Video 'Selfie' Could Facilitate Diagnosis of Stroke, TIA

Ken Terry

July 08, 2014

A Canadian woman's video "selfie" of a transient ischemic attack (TIA) has prompted stroke experts in this country to speculate about the potential future use of the technology to facilitate stroke treatment.

Widely publicized in news reports and posted on the Internet, the video shows Stacey Yepes, a 49-year-old Toronto-area woman, undergoing a TIA while she describes her symptoms.

Earlier, she'd visited a local emergency department and had been discharged with a diagnosis of stress. When she experienced the same symptoms 2 days later while driving, she pulled her car over and took the selfie to document her symptoms during the attack. The next day, she returned to the hospital. After being transferred to a stroke center, she had an MRI, and a stroke neurologist confirmed she'd had a TIA.

It's not unusual for a TIA or a stroke to be misdiagnosed if the symptoms don't last, noted Bart M. Demaerschalk, MD, director of the teleneurology and telestroke program at the Mayo Clinic in Phoenix, Arizona, in an interview with Medscape Medical News.

"Even in the best of academic stroke centers, approximately 20% to 30% of the patients that present to an ER [emergency room] with a stroke syndrome, including a TIA, ultimately are discharged from that hospital with a diagnosis of something other than stroke," he said.

It's not too likely that somebody experiencing a TIA would have the ability or the presence of mind to take a selfie, he noted. However, the patient might be with someone else who could capture the stroke with a smartphone video or photos, he added.

In either case, a patient with symptoms that she or he believes to be stroke-related or a witness should call 911 first, Dr. Demaerschalk emphasized.

Daniel Lackland, MD, professor of epidemiology and neuroscience at the Medical University of South Carolina, Charleston, concurred. Still, a cell phone video could have "great value" if the patient or an observer took it while awaiting the ambulance, he noted.

"If the person is having an ischemic stroke and we can get tPA [tissue plasminogen activator] to them, the faster we can provide it, the better off they are," Dr. Lackland observed. "So this type of technology could aid the speed at which we can provide a better level of care."

Added Dr. Demaerschalk, "As a stroke neurologist, I'd be very pleased if my patients and their family members who may witness the onset of a stroke syndrome were to walk in and not only tell me what they'd observed but also show me what they'd observed. That would be rich data that would allow stroke neurologists to more accurately diagnose the nature of that event. So I would encourage it."

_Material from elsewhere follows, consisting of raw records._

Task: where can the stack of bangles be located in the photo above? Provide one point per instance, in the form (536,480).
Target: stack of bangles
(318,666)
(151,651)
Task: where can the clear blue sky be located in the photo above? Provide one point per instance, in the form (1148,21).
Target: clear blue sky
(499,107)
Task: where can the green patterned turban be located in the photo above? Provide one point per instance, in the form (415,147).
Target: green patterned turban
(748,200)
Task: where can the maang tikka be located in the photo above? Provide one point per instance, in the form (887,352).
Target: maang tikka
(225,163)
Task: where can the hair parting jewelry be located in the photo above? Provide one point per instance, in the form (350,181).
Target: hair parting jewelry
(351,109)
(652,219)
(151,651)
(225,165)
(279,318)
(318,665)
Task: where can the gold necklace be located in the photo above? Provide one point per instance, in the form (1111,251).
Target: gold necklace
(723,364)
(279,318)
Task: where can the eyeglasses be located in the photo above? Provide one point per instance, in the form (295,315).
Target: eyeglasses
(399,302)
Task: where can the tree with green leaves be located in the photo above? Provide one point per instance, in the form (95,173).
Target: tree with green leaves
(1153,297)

The next step would be to transmit the video to a stroke center before the patient arrived there. While the technology to do that is widely available, consumers are unlikely to know where the nearest stroke center is or how to contact it in an emergency. There are also concerns about sending personal health information over an insecure connection, said Dr. Demaerschalk.

Dr. Lackland, who is involved in a telestroke program at the Medical University of South Carolina, suggested that someday, people might be able to download apps that would contain all of the requisite information and that would allow them to send a cell phone video securely to the nearest stroke center. Then a stroke specialist, based on what he or she saw in the video, could communicate instructions to the emergency medical services team transporting the patient to the center.

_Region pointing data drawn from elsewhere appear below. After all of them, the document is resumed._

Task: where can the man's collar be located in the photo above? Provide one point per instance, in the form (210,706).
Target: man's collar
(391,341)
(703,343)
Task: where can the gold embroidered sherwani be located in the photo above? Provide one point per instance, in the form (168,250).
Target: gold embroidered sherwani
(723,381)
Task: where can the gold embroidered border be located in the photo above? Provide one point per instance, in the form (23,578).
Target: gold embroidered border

Dr. Demaerschalk said his research team at Mayo is preparing to study a related use of technology that he calls "prehospital telestroke alerts." First, he said, portable videoconferencing units will be placed aboard ground and air ambulances. "When 911 is called, the EMS [emergency medical service] providers activate a prehospital telestroke alert. They begin to broadcast live audio/video conferencing with their assessment of the patient at home or wherever the 911 call took place and all along the route in the ambulance until they arrive at our stroke center.

"Our hypothesis is that if the stroke team doctors have their eyes on the patient earlier, this can facilitate earlier diagnosis and faster treatment time. If we can shave valuable minutes—whether it's 5, 10, or 15 minutes—in advance of the patient's arrival in the ER, we can obtain a faster diagnosis and get on with clot-busting treatment for stroke in a more timely manner."

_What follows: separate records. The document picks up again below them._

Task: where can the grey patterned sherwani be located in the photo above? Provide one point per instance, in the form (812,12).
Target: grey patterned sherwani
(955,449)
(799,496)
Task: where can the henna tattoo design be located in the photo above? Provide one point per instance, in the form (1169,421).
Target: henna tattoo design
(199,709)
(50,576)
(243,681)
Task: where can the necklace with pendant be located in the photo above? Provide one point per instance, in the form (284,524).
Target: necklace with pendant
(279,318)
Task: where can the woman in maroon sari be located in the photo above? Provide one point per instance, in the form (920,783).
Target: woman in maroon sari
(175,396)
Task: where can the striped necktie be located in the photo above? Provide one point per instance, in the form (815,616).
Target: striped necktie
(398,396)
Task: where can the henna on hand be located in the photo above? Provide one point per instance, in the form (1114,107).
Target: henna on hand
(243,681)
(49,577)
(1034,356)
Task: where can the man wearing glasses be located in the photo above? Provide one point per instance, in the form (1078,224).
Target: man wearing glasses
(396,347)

He can also envision the possibility that the patients themselves might transmit their own video data to a stroke center "simultaneously with the 911 call. That way, the neurologists would have some data they could look at before the patient arrives." The 2 approaches could also be combined, he added.

The Mayo team has published a pair of studies that lend credence to the idea of using telemedicine in emergency stroke treatment. In the first study, a meta-analysis, they showed that the use of stroke telemedicine consultations resulted in correct decisions about thrombolytic eligibility being made in 96% of cases, compared with 83% of cases when symptoms were only reported by phone.

In another study, 2 vascular neurologists were randomly assigned to observe patients with acute stroke syndrome either at the bedside or from a remote location, using the iPhone's video chat feature. In 90% of the cases, the physician present with the patient and the one doing the remote consultation agreed on the diagnosis of stroke and the measure of severity.